Today’s airline environment feels about the same as it did in 1986. Structural change. Consolidation talk. And many people attempting to convince themselves that the Band-Aid approach to labor costs will only need to last through one cycle before they can get it all back.

This time, however, it is not so simple. For one thing, foreign airlines now play a far greater role in the important “domestic markets” that span the globe. Events like the Air France – KLM merger will dictate commercial strategies. Strategic models like the one LAN is implementing are sure to have made a lasting impact on commercial airline development when we look back in 2028. The two great unknowns are how Asia will develop and what will transpire in the nations comprising the United Arab Emirates. This region will certainly force change across the globe over the long term and will surely cause the European market to look in the mirror in the relatively near term.

Twenty-one years ago, we didn’t have the same rules of engagement or recent history as our guide - as there was none. In a changing marketplace, it took a proactive approach to make a flailing/fledgling carrier live to see another day and “create value” for a new platform when leveraged across a much bigger network.

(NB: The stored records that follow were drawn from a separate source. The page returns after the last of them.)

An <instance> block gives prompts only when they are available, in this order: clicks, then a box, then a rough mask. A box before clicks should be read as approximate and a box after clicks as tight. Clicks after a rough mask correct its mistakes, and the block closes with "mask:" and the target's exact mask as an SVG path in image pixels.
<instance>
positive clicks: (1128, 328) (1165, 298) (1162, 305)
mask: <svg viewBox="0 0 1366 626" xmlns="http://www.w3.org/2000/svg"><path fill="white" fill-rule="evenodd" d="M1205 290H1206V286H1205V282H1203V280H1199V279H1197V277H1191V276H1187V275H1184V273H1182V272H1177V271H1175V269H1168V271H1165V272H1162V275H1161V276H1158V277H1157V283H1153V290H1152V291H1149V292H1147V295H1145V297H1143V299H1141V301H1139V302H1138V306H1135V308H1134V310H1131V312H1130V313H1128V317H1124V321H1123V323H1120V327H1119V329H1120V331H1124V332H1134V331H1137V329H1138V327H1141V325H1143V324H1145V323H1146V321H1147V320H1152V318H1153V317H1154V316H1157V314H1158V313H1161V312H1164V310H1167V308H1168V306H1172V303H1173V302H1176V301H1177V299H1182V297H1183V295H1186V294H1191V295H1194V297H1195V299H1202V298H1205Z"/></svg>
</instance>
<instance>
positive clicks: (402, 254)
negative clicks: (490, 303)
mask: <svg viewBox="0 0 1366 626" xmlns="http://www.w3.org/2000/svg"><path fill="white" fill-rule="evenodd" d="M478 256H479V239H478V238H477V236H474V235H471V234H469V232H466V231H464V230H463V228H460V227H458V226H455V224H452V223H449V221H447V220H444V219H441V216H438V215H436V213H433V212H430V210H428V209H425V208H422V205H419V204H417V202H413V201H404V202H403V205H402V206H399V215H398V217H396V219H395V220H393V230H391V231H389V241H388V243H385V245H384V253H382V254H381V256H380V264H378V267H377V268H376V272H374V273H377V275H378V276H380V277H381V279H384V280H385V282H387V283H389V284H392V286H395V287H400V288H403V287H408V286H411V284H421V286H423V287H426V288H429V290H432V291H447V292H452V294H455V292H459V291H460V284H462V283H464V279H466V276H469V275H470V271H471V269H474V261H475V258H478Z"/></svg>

UAL CEO Glenn Tilton, one of the most maligned CEOs in the US industry, began talking about the changes necessary for the industry and his carrier to survive soon after United emerged from bankruptcy. As can be expected, a lot of people took shots at the messenger, as they did at US Airways' Doug Parker who echoed Tilton’s warnings. But these chief executives now have company in the form of nearly every CEO at the major US network legacy carriers in discussing consolidation in their third quarter conference calls.

It’s time we accept the fact that this is a time of opportunity for both management and labor. Just as it was during immediate period following deregulation of the US domestic airline industry, the dinosaurs face continued, significant change or extinction. The old ways are certain to face additional challenges from the new, with youthful competition making inroads into our respective markets and new competition from airlines emerging from previously unknown dots on the world map.

The Pentultimate Question

In his Tokyo speech, Tilton asks the following question: “As globalization gives rise to new economic powers within the developing world, the real question for all of us operating in mature economies today is this: will the legacy systems that contributed to the success in developed nations in the 20th Century be an asset or an impediment to growth in the 21st Century”?

He goes on: “The airline industry is a perfect platform from which to focus this discussion, because it is subject to virtually every imaginable challenge -- every human challenge, industrial challenge, financial, regulatory, and security challenge -- throughout the global economy. And then, of course, we also contend with the weather”.